ESTÚPIDO ROMANTICISMO

ESTÚPIDO ROMANTICISMO

Me he tirado cuarenta años romantizándome, y necesito otros cuarenta para deshacerlo, es lo que suele ocurrir, ¿no?, o casi. Te pasas la juventud saliendo de copas y pasándote por el forro los consejos de “En buenas manos” y a los cincuenta necesitas el resto de tu vida para desbarrigarte, descolesterarte y desglucemiarte, suerte que solo unos pocos sufrirán lo de despeinarse.

Desde que murió, mi padre me ha dado mucho juego a la hora de escribir, usé su sarcasmo desde mi nostalgia—mamá no te pongas celosa, incluso si muero antes que tú prometo hacerte llegar algún que otro relato fatuo… si los demonios me dejan—, el caso es que, ahora, le he visto los colmillos al antiromanticismo emocional de papá.

Recuerdo, durante mi estilizado crecimiento, su manera de admirar lo guapa que me había puesto para ir al cine matinal de los domingos— jersey de lana tejido por mamá hasta las rodillas combinados sí o sí con los leotardos marrones del uniforme— :<<Qué guapa, Moni, pareces una gamba>>.

También recuerdo aquel zueco de nogal del número cuarenta y cinco reciclado de algún residente holandés asiduo a los mercadillos como él.

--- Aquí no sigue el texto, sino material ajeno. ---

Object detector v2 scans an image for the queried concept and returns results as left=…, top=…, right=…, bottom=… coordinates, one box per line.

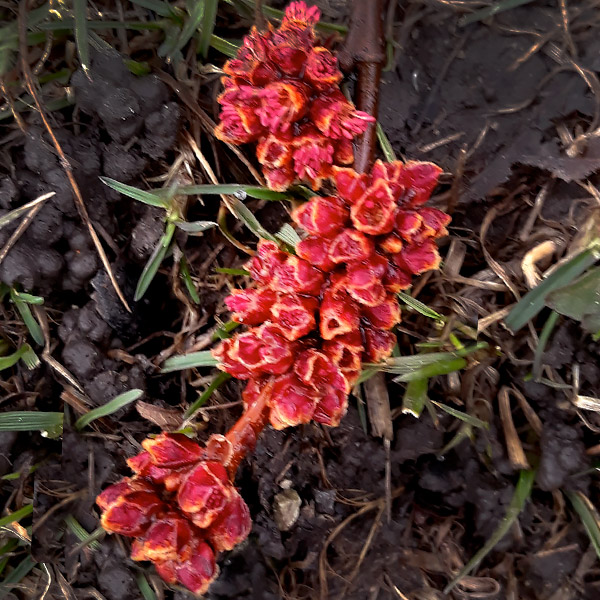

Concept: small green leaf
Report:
left=505, top=248, right=600, bottom=333
left=73, top=0, right=90, bottom=73
left=160, top=350, right=219, bottom=373
left=100, top=176, right=169, bottom=209
left=397, top=292, right=444, bottom=321
left=210, top=34, right=241, bottom=58
left=133, top=223, right=175, bottom=302
left=65, top=515, right=104, bottom=550
left=184, top=371, right=231, bottom=419
left=546, top=267, right=600, bottom=333
left=402, top=379, right=429, bottom=419
left=215, top=267, right=250, bottom=277
left=179, top=256, right=200, bottom=304
left=443, top=471, right=535, bottom=594
left=275, top=223, right=301, bottom=248
left=377, top=121, right=398, bottom=162
left=430, top=400, right=490, bottom=429
left=0, top=410, right=63, bottom=432
left=75, top=388, right=144, bottom=431
left=0, top=504, right=33, bottom=528
left=198, top=0, right=219, bottom=58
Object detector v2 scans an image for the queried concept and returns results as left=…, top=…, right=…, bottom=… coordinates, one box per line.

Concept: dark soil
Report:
left=0, top=0, right=600, bottom=600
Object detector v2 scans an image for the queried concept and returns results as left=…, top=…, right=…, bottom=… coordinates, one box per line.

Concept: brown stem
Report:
left=225, top=383, right=273, bottom=479
left=338, top=0, right=385, bottom=173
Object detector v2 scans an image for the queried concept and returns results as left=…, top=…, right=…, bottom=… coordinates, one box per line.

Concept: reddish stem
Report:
left=225, top=383, right=273, bottom=479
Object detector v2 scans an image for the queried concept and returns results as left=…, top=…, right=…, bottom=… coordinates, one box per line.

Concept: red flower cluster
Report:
left=215, top=2, right=375, bottom=191
left=213, top=161, right=450, bottom=429
left=96, top=433, right=252, bottom=594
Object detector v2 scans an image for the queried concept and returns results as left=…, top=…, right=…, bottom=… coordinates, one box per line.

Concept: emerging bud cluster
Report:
left=215, top=2, right=375, bottom=191
left=96, top=433, right=252, bottom=594
left=213, top=161, right=450, bottom=429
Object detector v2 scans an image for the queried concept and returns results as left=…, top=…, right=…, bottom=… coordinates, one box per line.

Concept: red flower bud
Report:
left=333, top=167, right=368, bottom=204
left=175, top=541, right=219, bottom=596
left=400, top=161, right=442, bottom=206
left=131, top=513, right=192, bottom=562
left=296, top=236, right=335, bottom=271
left=365, top=328, right=396, bottom=363
left=177, top=462, right=231, bottom=528
left=320, top=292, right=360, bottom=340
left=271, top=256, right=325, bottom=296
left=269, top=373, right=319, bottom=429
left=292, top=196, right=349, bottom=237
left=329, top=229, right=375, bottom=263
left=142, top=433, right=202, bottom=467
left=99, top=490, right=164, bottom=537
left=248, top=240, right=287, bottom=284
left=272, top=294, right=319, bottom=341
left=350, top=179, right=397, bottom=235
left=225, top=288, right=277, bottom=325
left=394, top=239, right=441, bottom=275
left=207, top=492, right=252, bottom=552
left=304, top=46, right=342, bottom=91
left=362, top=294, right=401, bottom=329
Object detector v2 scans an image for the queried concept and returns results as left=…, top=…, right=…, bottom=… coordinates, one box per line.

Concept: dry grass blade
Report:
left=19, top=2, right=131, bottom=312
left=498, top=386, right=530, bottom=469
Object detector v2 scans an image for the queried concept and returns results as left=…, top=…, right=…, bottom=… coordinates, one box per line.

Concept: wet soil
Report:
left=0, top=0, right=600, bottom=600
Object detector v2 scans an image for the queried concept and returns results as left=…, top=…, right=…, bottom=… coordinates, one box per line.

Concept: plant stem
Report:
left=225, top=382, right=273, bottom=479
left=339, top=0, right=385, bottom=173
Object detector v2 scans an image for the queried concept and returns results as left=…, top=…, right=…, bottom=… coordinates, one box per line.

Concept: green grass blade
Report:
left=0, top=504, right=33, bottom=527
left=504, top=248, right=600, bottom=333
left=444, top=470, right=535, bottom=594
left=397, top=292, right=444, bottom=321
left=0, top=556, right=37, bottom=600
left=402, top=379, right=429, bottom=419
left=160, top=350, right=219, bottom=373
left=0, top=410, right=63, bottom=431
left=212, top=321, right=241, bottom=342
left=565, top=490, right=600, bottom=558
left=210, top=34, right=241, bottom=58
left=179, top=256, right=200, bottom=304
left=377, top=121, right=398, bottom=162
left=10, top=289, right=44, bottom=346
left=75, top=388, right=144, bottom=431
left=532, top=311, right=560, bottom=380
left=73, top=0, right=90, bottom=73
left=0, top=344, right=40, bottom=371
left=0, top=192, right=56, bottom=229
left=131, top=0, right=175, bottom=17
left=199, top=0, right=219, bottom=58
left=394, top=358, right=467, bottom=383
left=175, top=221, right=217, bottom=235
left=175, top=183, right=290, bottom=201
left=184, top=371, right=231, bottom=419
left=65, top=515, right=104, bottom=550
left=100, top=176, right=169, bottom=209
left=133, top=223, right=175, bottom=302
left=229, top=198, right=277, bottom=243
left=275, top=223, right=301, bottom=248
left=431, top=400, right=490, bottom=429
left=215, top=267, right=250, bottom=277
left=136, top=571, right=156, bottom=600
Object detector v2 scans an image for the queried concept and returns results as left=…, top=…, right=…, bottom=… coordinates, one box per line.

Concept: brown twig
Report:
left=19, top=0, right=131, bottom=312
left=338, top=0, right=385, bottom=172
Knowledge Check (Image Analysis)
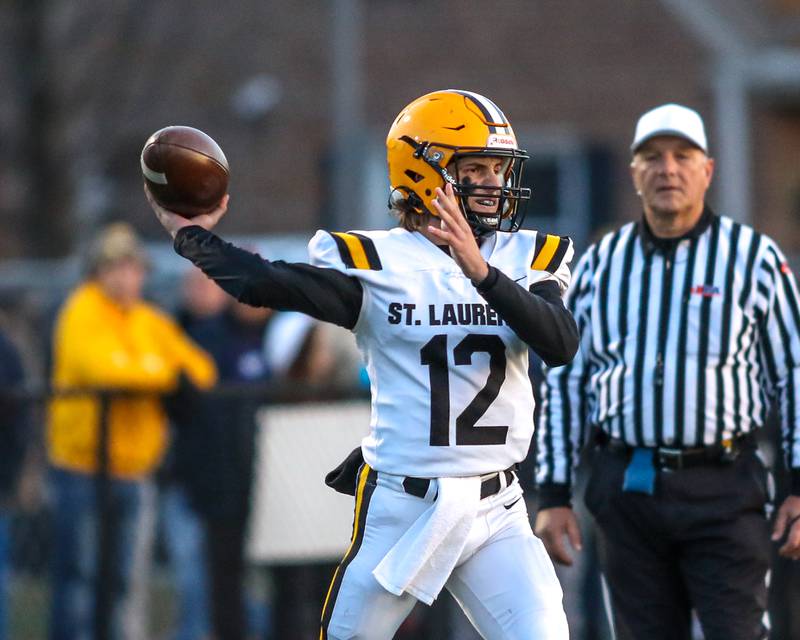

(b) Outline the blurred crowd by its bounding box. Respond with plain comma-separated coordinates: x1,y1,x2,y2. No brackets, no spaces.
0,223,797,640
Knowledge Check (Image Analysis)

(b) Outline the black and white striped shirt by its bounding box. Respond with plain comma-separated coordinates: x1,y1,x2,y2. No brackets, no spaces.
537,208,800,502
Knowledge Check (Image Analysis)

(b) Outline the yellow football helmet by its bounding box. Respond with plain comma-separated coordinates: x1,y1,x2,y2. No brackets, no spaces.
386,89,531,235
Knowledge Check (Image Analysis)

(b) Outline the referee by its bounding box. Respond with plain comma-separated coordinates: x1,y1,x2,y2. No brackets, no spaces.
536,104,800,640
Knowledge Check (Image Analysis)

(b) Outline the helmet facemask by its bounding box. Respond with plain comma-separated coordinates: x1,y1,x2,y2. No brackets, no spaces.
405,139,531,237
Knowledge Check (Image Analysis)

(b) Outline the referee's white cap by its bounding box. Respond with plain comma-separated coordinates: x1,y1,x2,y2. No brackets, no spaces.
631,103,708,153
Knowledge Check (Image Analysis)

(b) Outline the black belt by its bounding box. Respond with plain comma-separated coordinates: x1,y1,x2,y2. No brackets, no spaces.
602,434,755,471
403,468,517,500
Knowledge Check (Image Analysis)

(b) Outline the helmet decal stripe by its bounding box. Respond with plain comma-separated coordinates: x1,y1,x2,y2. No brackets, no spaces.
452,89,508,133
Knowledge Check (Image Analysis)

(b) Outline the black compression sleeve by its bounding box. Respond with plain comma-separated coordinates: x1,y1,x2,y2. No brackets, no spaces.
477,265,578,367
175,226,362,329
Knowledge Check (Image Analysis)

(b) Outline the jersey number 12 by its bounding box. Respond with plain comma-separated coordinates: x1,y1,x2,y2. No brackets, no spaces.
420,333,508,447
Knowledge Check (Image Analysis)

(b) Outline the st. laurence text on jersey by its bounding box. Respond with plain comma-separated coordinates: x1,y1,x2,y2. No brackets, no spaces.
387,302,506,327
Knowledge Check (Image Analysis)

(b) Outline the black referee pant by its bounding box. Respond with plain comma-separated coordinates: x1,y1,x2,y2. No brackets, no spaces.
584,448,770,640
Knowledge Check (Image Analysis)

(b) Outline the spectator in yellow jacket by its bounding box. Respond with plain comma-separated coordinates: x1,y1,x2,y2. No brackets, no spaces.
47,223,216,640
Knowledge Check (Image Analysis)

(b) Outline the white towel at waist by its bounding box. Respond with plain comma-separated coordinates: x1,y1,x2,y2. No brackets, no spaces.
372,476,481,605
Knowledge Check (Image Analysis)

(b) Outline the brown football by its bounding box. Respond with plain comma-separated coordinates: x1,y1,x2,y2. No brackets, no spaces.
141,126,228,218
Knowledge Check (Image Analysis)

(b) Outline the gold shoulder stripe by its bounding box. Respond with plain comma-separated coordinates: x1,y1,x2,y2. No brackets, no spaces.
331,231,382,271
531,234,571,273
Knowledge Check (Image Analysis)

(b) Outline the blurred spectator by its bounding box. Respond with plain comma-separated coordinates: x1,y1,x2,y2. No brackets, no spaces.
0,330,30,640
167,270,272,640
264,311,369,392
47,224,215,640
159,268,230,640
264,311,364,640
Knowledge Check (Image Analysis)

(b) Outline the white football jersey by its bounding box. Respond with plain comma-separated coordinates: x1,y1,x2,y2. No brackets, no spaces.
309,228,572,478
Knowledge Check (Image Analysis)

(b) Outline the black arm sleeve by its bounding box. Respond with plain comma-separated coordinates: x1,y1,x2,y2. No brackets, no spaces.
175,226,363,329
477,265,578,367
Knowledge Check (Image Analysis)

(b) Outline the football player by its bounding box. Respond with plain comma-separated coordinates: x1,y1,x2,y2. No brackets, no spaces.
148,90,578,640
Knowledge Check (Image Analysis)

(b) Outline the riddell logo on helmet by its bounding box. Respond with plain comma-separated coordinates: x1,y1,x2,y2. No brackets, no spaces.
486,133,517,148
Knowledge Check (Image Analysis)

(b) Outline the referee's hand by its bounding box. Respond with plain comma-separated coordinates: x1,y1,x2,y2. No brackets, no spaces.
772,496,800,560
534,507,583,566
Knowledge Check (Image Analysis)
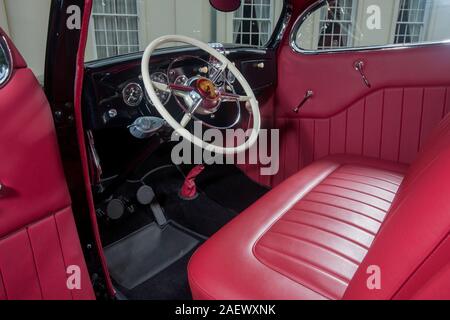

La hora activa de aquel arma letal era las tres, la misma que la del telediario. Y dolía como si hubiésemos sido golpeados con todo el árbol. Pronto mis hermanos y yo nos hicimos hábiles sorteadores de aquel objeto de bowling aéreo, aun así, la bola siempre encontraba un palitroque al que tumbar… nuestro pobre perro tuvo que pasarse a los telediarios de las nueve.

¡Cómo te echo de menos, papi!… y de más, es decir, se echa de menos lo que se ha vivido, y como es que aun sigo recibiendo información que desconocía sobre tus avatares, te echo mucho de más. El otro día, mi hermano aseguraba que papá había vivido en Granada un tiempo tras tocarle la lotería a mi abuela y ésta abrir una residencia de estudiantes en dicha ciudad. Mi hermana, por otro lado decía que no, que donde había vivido era en Sevilla, regentando una tienda de medias “importadas”— contrabando—de Marruecos, en plena calle Sierpes.

<<¡¡Mamáááá, ¿dónde vivió papá, en Granada o en Sevilla?>>, y mi madre, que se acuerda de todo menos de hace diez minutos—no te enfades, madre, que a mí también me pasa—, responde:

<<Sí, y en Cuenca, vendiendo a los turistas figuritas de la antigua sede del Tribunal de la Inquisición>>. Y es que, además de antiromántico, papá fue un verdadero postrománico.

A veces, utilizaba sus artes con las viejitas de la España profunda. Las encandilaba con el añil de sus ojos y con el gitano Miguel, su socio, y entre los dos teatralizaban un plan para asustarlas con historias de guardias civiles y espíritus saqueadores hasta lograr convencerlas de vender sus muebles viejos, la Singer y las balanzas romanas.

Pues sí, mi padre fue pseudoromántico hasta la saciedad, creía con igual intensidad en el amor en pareja y en lo contrario. Y de lo contrario se valía para ingeniar chascarrillos. No voy a dar detalles de lo que hizo con una cajita negra con agujero en su base, un puñado de algodón, un tarro de mercromina y su dedo índice, ¿Recordáis a Lorena Bobbitt, 1993?, pues a su costa estremeció e hizo reír a más de un cliente en el rastro de Fuengirola.

Lo tengo clarísimo: mi padre llevaba el antiromanticismo en los genes, recesivamente, ¡por supuesto! Recesivo y comprensivo, por eso, ahora que he entrado en crisis, mi ADN se ha activado y distribuye la información de su herencia por los circuitos de mi sensibilidad, lo que provoca que la niegue y que una nueva forma de ver las cosas renazca en mí, como suele decirse, a flor de hiel.